Students are engaging even outside of class time. The presence of the farm has led to increased involvement in David Thompson’s Carrot club. This year, 40-50 students manage their school garden, industrial composter and greenhouse, and they also keenly help out at the farm. Students from across the city are choosing to apply to Green’s culinary arts program over others because they see the value of having an on-site farm and access to farmers in their learning.
Schoolyard farms aren’t a panacea however. In a system where the bottom dollar typically still matters most, pricing challenges still remain. Most produce from both School Grown and Fresh Roots is sold to the general public, including the school community, rather than the schools themselves, as the budget for school produce purchases is incredibly low.
At the David Thompson high school cafeteria, there are only a handful of vegetables where Fresh Roots can compete on price, so Fresh Roots will ensure a steady supply of salad greens, carrots, radishes, and turnips this Spring and Fall.

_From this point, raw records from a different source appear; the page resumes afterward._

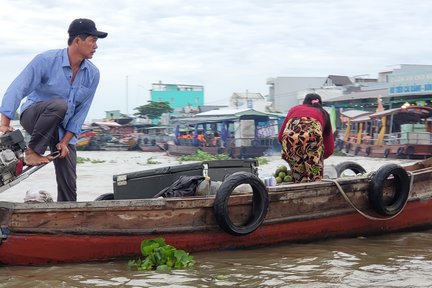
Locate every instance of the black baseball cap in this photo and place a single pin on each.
(85, 26)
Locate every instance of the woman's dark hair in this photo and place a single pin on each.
(314, 100)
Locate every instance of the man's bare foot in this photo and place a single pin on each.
(34, 159)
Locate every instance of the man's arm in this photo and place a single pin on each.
(5, 124)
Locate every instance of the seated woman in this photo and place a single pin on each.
(307, 139)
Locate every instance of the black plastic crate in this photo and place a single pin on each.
(147, 183)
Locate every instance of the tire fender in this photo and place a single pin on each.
(358, 148)
(349, 165)
(400, 151)
(106, 196)
(386, 153)
(400, 190)
(260, 203)
(367, 151)
(347, 147)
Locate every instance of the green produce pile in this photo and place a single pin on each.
(282, 174)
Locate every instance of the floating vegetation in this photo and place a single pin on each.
(152, 161)
(161, 257)
(202, 156)
(81, 160)
(262, 160)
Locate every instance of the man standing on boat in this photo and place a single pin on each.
(59, 86)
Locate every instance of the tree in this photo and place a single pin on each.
(153, 110)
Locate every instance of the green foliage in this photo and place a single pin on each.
(153, 110)
(81, 160)
(262, 161)
(152, 161)
(202, 156)
(161, 257)
(282, 174)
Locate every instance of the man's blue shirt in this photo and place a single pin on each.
(48, 76)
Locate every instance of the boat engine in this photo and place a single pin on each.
(12, 147)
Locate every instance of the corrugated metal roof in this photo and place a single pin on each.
(360, 95)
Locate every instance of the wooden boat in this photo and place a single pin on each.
(42, 233)
(403, 132)
(239, 133)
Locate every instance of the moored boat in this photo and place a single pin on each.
(241, 134)
(403, 132)
(392, 199)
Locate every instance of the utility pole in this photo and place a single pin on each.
(127, 95)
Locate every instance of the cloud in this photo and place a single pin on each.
(227, 46)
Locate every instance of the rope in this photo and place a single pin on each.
(361, 212)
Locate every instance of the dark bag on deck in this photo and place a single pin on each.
(184, 186)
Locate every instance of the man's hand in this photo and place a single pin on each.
(64, 151)
(5, 129)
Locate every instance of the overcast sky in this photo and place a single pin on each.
(225, 45)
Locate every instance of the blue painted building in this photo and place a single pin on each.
(181, 97)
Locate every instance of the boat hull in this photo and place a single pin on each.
(31, 249)
(43, 233)
(397, 151)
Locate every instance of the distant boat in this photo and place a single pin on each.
(394, 198)
(245, 133)
(403, 132)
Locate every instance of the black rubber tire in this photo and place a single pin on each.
(260, 203)
(367, 151)
(401, 187)
(106, 196)
(358, 148)
(339, 145)
(400, 151)
(349, 165)
(347, 147)
(386, 153)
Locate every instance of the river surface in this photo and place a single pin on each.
(393, 260)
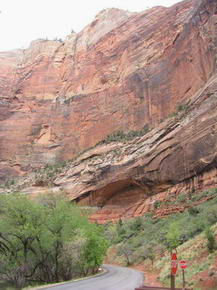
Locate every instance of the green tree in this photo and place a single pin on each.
(173, 236)
(46, 241)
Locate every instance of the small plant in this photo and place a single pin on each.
(211, 242)
(181, 198)
(157, 204)
(122, 136)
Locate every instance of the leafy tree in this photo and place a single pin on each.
(173, 239)
(46, 241)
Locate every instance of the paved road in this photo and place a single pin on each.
(117, 278)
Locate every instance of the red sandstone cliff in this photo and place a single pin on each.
(123, 72)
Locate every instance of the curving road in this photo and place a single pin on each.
(117, 278)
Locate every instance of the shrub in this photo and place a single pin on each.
(211, 243)
(46, 241)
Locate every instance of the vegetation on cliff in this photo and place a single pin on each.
(46, 241)
(149, 240)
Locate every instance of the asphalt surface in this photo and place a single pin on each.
(117, 278)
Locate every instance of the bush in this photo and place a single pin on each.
(122, 136)
(46, 241)
(211, 243)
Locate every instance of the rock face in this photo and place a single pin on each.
(124, 71)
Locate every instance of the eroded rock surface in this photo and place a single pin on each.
(124, 71)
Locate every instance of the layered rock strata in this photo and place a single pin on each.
(124, 71)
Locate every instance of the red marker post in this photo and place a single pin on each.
(183, 265)
(174, 268)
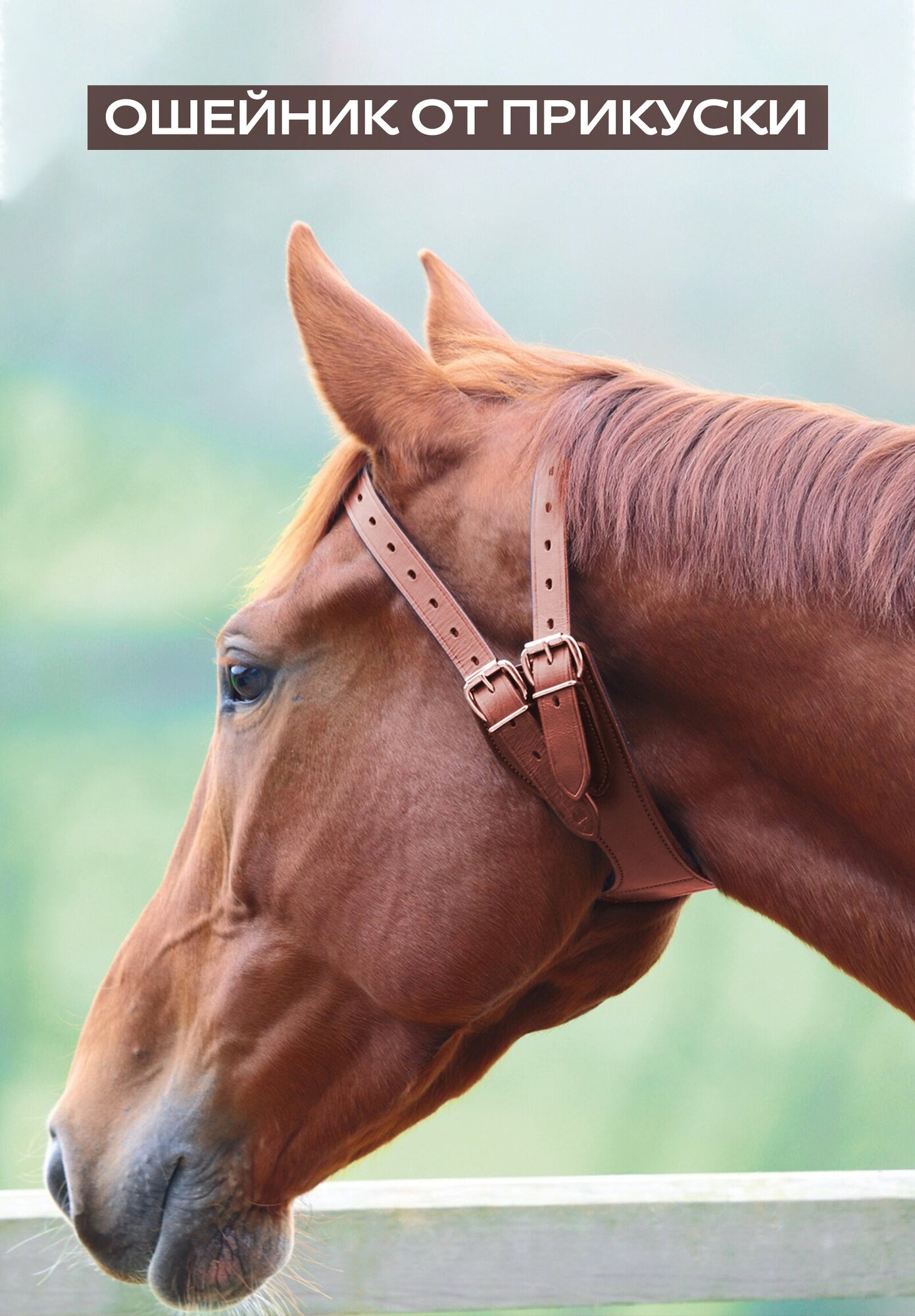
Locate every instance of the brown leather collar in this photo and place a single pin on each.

Contrary to typical school gardens, Fresh Roots and School Grown design their crop plans to generate income, as the intention is that these farms will break even in terms of production costs. Even so, both know that their produce sales will never cover the additional costs for youth leadership programming, community events, and student and teacher support. These activities are still reliant on funding, an ongoing challenge.
Fresh Roots and School Grown both offer workshops for school staff about how to use food- and farm-based learning in their teaching. This training ensures staff are comfortable with everything from classroom management in the garden to creative ways of tying to curriculum. These workshops are incredibly popular and successful in inspiring new ways of teaching outside; the challenge is finding funding to cover the costs.
Schoolyard farms provide easily accessible ways for students to engage in their food system. Over the short term, they may not resolve all of the distribution and pricing challenges faced by schools that want to buy local food and by farmers who want to sell their product. However, schools and students are certainly connecting more with their food, their farmers, their outdoor environment, and each other.